Un laboratorio politico

Napoli  sarà laboratorio politico di rilevanza nazionale per i prossimi anni. Già era successo con la prima elezione di De Magistris, già ai tempi vicino all’ambiente di Casaleggio, che ha anticipato l’ascesa dell’antipolitica che oggi si esprime nel M5s. Ora la stagione arancione pare destinata a concludersi (non fosse altro che per lo spirare del secondo mandato consecutivo del sindaco che non potrà ricandidarsi) e un’altra andrà ad aprirsi. Con un Pd balcanizzato e a rischio irrilevanza. Pericolo che potrebbe concretizzarsi se si accoderà a un’alleanza con Cinque Stelle in primo piano. Stando così le cose, l’esperienza della sinistra di governo napoletana, liquidato Bassolino, pare definitivamente consegnata agli archivi. C’è, dunque, possibilità per un nuovo progetto a destra? Sì. A patto che ci sia una visione d’insieme, il coraggio di andare oltre i luoghi comuni e i miti incapacitanti, e la volontà di studiare a fondo una strategia nuova che abbia l’intelligenza di comprendere che se è vero che l’Italia non riparte senza il Sud, lo è altrettanto che senza Napoli il Mezzogiorno rimane fermo al palo. Insomma, è interesse di chiunque, da Formia a Monopoli, da Teramo a Oppido Lucano, da Reggio Calabria a Campobasso, che la destra ritrovi il coraggio di parlare con il Sud. 

 

Recuperare centralità da Sud

Sarà banale e noioso leggerlo, però a Napoli, così come a Roma, la destra deve recuperare la posizione di guida politica e progettuale.
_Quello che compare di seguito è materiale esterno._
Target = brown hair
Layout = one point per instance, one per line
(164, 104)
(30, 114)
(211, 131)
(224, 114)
Si devono riempire non (solo) gli spazi della politica ma le menti e le carte, gli orizzonti.  Gli slogan vanno bene ma se sapranno profumare, una volta tanto, di contenuti e visioni. Non solo di continue recriminazioni. Le questioni napoletane sono quelle del Sud e, non passeranno altri dieci anni, di tutto il resto del Paese. C’è l’industria che scappa via (Whirlpool), le promesse incompiute (non vivremo tutti di turismo), l’agricoltura che faticosamente cerca di superare la crisi dovuta alla concorrenza globale. E poi i problemi e i limiti delle infrastrutture che, come un domino, travolgono le potenzialità di un terzo dell’Italia.

La destra può e deve ritrovare il coraggio anche di essere impopolare se serve, di smontare e capovolgere l’odiosa retorica che vuole il Mezzogiorno parassita e frignone. E di farlo proprio perché il Sud lo conosce e sa bene che è poco intelligente accomodarsi a una retorica ormai stantìa e, di sicuro, letale per quei quattro brandelli di unità nazionale che ancora rimangono.

Da questo bisogna ripartire per ricostruire una visione nazionale, senza la quale la destra – che del tricolore continua a ornarsi – non sembra poter avere ragione di esistere. Almeno, se vuol farlo da protagonista.